Consequences for the Debtor:
Because the impossibility is deemed attributable to the debtor, the debtor becomes liable for non-performance due to this (deemed) attributable impossibility. In practical terms, this usually means the creditor can then claim damages in lieu of performance (tenpo baisho 填補賠償) for the value of the entire lost performance itself (under Articles 415, Paragraph 1 and Paragraph 2, Item 1), not merely damages for the prior period of delay. The claim essentially converts from one for delayed performance to one for total non-performance due to (imputed) fault.

Exceptions to Liability for "Impossibility During Delay"

This strict rule of deemed attributability is subject to important exceptions, where the debtor may be excused from liability for damages in lieu of performance (though potentially still liable for prior delay damages):

  1. Lack of Causation between Delay and Impossibility (Implicit in Art. 413-2, Para. 1):
    The debtor is not liable for the (deemed attributable) impossibility if they can prove that the performance would have become impossible even if they had performed punctually. In other words, if the delay did not, in fact, increase the exposure to the risk that ultimately caused the impossibility.
    • Example: A seller is due to deliver specific goods to a buyer on Monday but delays. On Tuesday, before delivery, a widespread natural disaster (e.g., a massive, unpredicted regional flood) destroys both the seller's warehouse (where the goods were stored due to the delay) and the buyer's factory (where the goods would have been if delivered on time). Here, even if the seller had delivered on Monday, the goods would have been destroyed at the buyer's location. The delay didn't "cause" the loss in a relevant sense.
    • In such a scenario, the debtor is excused from liability for damages in lieu of performance (i.e., for the value of the goods themselves). However, they would generally remain liable for any delay damages that accrued before the point of impossibility, provided the initial delay was attributable to them.
  2. Impossibility Attributable to the Creditor:
    If the supervening impossibility during the debtor's delay was directly caused by the creditor's own actions or fault.
    • Example: While a contractor is late in completing a building, the client (creditor) undertakes unauthorized modifications that lead to a structural collapse, making completion impossible.
    • Here, the debtor is excused from liability for damages in lieu of performance. They would typically still be liable for any delay damages incurred before the creditor-caused impossibility, assuming the initial delay was attributable to the contractor.

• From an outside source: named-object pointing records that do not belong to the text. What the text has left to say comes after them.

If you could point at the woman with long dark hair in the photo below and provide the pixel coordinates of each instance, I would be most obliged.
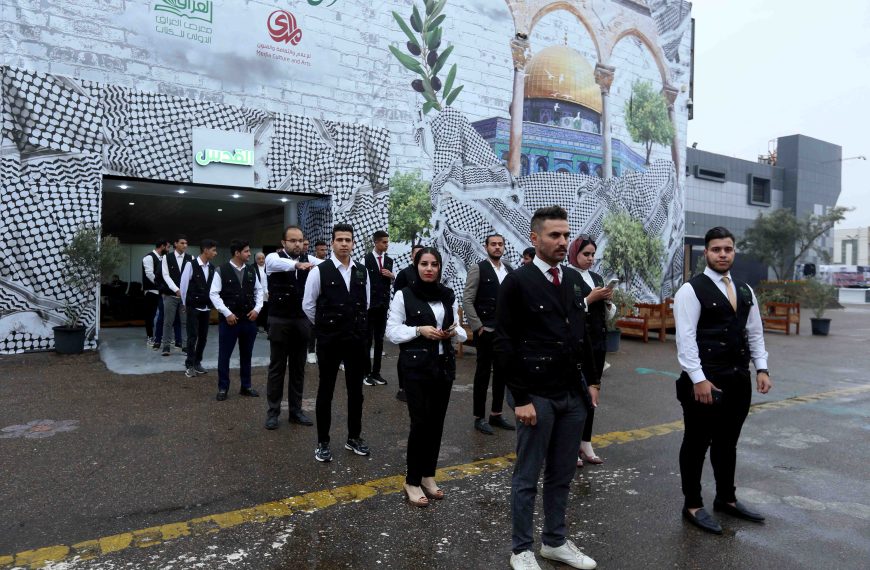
(423, 320)
(581, 255)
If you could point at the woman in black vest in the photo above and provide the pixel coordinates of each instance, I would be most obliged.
(581, 255)
(423, 319)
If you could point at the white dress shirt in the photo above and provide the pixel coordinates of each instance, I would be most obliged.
(398, 332)
(687, 311)
(217, 287)
(179, 259)
(312, 285)
(188, 273)
(148, 266)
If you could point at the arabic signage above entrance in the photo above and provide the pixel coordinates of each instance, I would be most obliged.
(223, 157)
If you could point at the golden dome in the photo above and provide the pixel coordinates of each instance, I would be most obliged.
(561, 73)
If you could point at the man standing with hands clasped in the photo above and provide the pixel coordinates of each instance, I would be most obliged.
(719, 331)
(539, 342)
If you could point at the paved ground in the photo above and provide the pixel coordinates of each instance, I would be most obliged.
(150, 472)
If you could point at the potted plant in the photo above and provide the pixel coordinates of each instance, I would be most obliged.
(89, 259)
(624, 302)
(819, 296)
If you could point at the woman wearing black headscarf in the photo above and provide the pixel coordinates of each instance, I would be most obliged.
(423, 319)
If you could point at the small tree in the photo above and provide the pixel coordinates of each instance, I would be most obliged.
(631, 251)
(647, 117)
(780, 239)
(90, 260)
(410, 209)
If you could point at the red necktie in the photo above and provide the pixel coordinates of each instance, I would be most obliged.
(554, 271)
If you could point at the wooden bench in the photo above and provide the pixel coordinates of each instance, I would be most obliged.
(780, 316)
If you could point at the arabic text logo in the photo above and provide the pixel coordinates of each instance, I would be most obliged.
(282, 27)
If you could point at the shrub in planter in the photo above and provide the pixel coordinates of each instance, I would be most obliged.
(89, 259)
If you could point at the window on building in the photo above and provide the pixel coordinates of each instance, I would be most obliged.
(759, 191)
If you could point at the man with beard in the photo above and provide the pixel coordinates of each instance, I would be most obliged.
(719, 330)
(479, 305)
(289, 329)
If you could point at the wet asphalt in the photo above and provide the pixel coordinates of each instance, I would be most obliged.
(156, 449)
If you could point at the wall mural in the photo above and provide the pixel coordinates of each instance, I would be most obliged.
(602, 87)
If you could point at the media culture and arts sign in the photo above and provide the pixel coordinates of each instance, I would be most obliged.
(189, 20)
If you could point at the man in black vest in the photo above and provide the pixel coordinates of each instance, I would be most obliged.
(479, 305)
(196, 280)
(539, 341)
(289, 329)
(380, 268)
(719, 331)
(237, 294)
(403, 279)
(152, 277)
(336, 301)
(172, 266)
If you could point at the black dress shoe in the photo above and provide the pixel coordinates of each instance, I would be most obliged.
(703, 520)
(499, 422)
(739, 510)
(301, 419)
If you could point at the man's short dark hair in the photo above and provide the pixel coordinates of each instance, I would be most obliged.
(288, 228)
(342, 228)
(548, 213)
(717, 233)
(237, 245)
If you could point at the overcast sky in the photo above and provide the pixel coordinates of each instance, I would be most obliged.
(765, 69)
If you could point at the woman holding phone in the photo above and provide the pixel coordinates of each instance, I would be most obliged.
(423, 320)
(581, 255)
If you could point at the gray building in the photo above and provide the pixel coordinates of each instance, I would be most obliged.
(803, 174)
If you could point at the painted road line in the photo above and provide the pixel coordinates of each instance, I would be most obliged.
(320, 500)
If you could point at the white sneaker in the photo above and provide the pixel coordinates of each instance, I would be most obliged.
(524, 561)
(568, 554)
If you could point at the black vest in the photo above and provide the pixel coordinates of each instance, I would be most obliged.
(157, 284)
(487, 292)
(286, 289)
(174, 271)
(596, 317)
(721, 333)
(199, 287)
(239, 299)
(378, 284)
(341, 315)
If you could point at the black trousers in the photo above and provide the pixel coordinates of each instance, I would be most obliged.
(197, 335)
(288, 345)
(485, 363)
(598, 359)
(377, 328)
(715, 426)
(151, 302)
(329, 356)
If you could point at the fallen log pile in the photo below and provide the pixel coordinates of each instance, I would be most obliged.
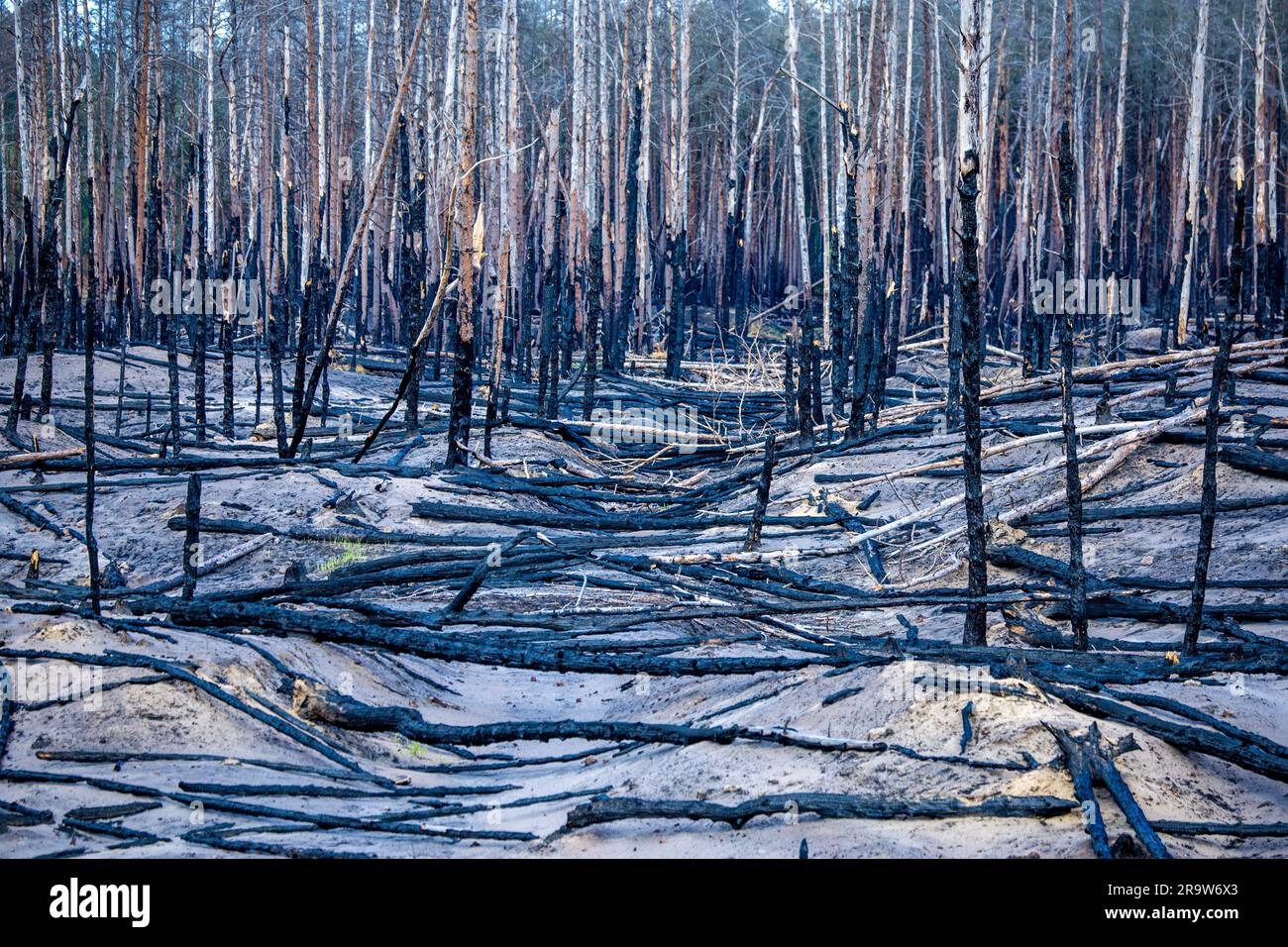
(748, 567)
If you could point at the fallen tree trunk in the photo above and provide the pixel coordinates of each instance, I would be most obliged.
(822, 804)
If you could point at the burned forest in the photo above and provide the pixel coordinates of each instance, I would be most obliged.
(643, 429)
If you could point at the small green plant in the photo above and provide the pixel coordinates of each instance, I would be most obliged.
(351, 552)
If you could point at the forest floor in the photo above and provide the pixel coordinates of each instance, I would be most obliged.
(239, 767)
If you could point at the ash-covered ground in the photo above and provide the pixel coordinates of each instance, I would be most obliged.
(163, 729)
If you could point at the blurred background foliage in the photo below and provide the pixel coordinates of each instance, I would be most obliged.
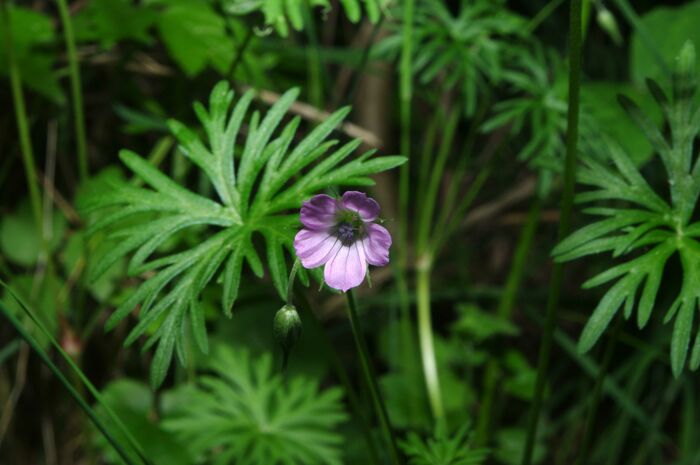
(499, 67)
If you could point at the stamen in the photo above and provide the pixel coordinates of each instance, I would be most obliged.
(346, 233)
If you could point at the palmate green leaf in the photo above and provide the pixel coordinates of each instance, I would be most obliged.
(643, 228)
(466, 49)
(244, 413)
(280, 14)
(443, 449)
(257, 191)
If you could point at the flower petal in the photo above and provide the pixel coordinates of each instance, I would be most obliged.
(314, 248)
(319, 212)
(367, 207)
(376, 245)
(346, 269)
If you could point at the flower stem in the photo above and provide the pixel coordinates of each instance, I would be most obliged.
(505, 308)
(597, 391)
(22, 123)
(564, 223)
(341, 372)
(425, 337)
(405, 96)
(370, 378)
(290, 282)
(76, 88)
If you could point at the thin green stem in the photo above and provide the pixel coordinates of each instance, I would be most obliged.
(564, 224)
(597, 392)
(405, 97)
(504, 311)
(401, 270)
(22, 123)
(342, 374)
(364, 59)
(78, 372)
(239, 53)
(370, 378)
(290, 282)
(314, 56)
(425, 338)
(76, 88)
(444, 230)
(66, 384)
(429, 196)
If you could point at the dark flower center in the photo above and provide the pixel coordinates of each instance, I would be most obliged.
(345, 233)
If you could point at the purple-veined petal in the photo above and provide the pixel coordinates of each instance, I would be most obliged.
(314, 248)
(346, 269)
(376, 244)
(319, 212)
(367, 207)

Interaction Between Delay Damages and Damages in Lieu of Performance

When impossibility occurs during a debtor's culpable delay and is deemed attributable to the debtor under Article 413-2, the creditor's focus generally shifts. Instead of demanding the (now impossible) original performance plus delay damages, the claim becomes one for damages in lieu of the entire unperformed obligation. These "damages in lieu of performance" are intended to compensate for the value of not receiving the performance at all and would typically encompass the losses that were accumulating due to the delay, or at least render separate claims for prior delay less relevant. The scope of these damages in lieu of performance would then be determined by Article 416 (ordinary and special damages).

Conclusion

When a Japanese debtor fails to perform on time, they enter a state of riko chitai, potentially exposing them to claims for chien baisho (delayed performance damages) for losses caused by the tardiness. More significantly, if performance becomes impossible from an external cause while the debtor is already in culpable delay, Article 413-2 of the Civil Code generally deems this impossibility to be the debtor's responsibility. This rule underscores the increased risk borne by a party already in default. However, crucial exceptions exist, particularly where the delay did not genuinely contribute to the loss, or where the creditor was responsible for the supervening impossibility. Navigating these rules requires a careful analysis of the timing of events, the cause of the delay, and the cause of any subsequent impossibility.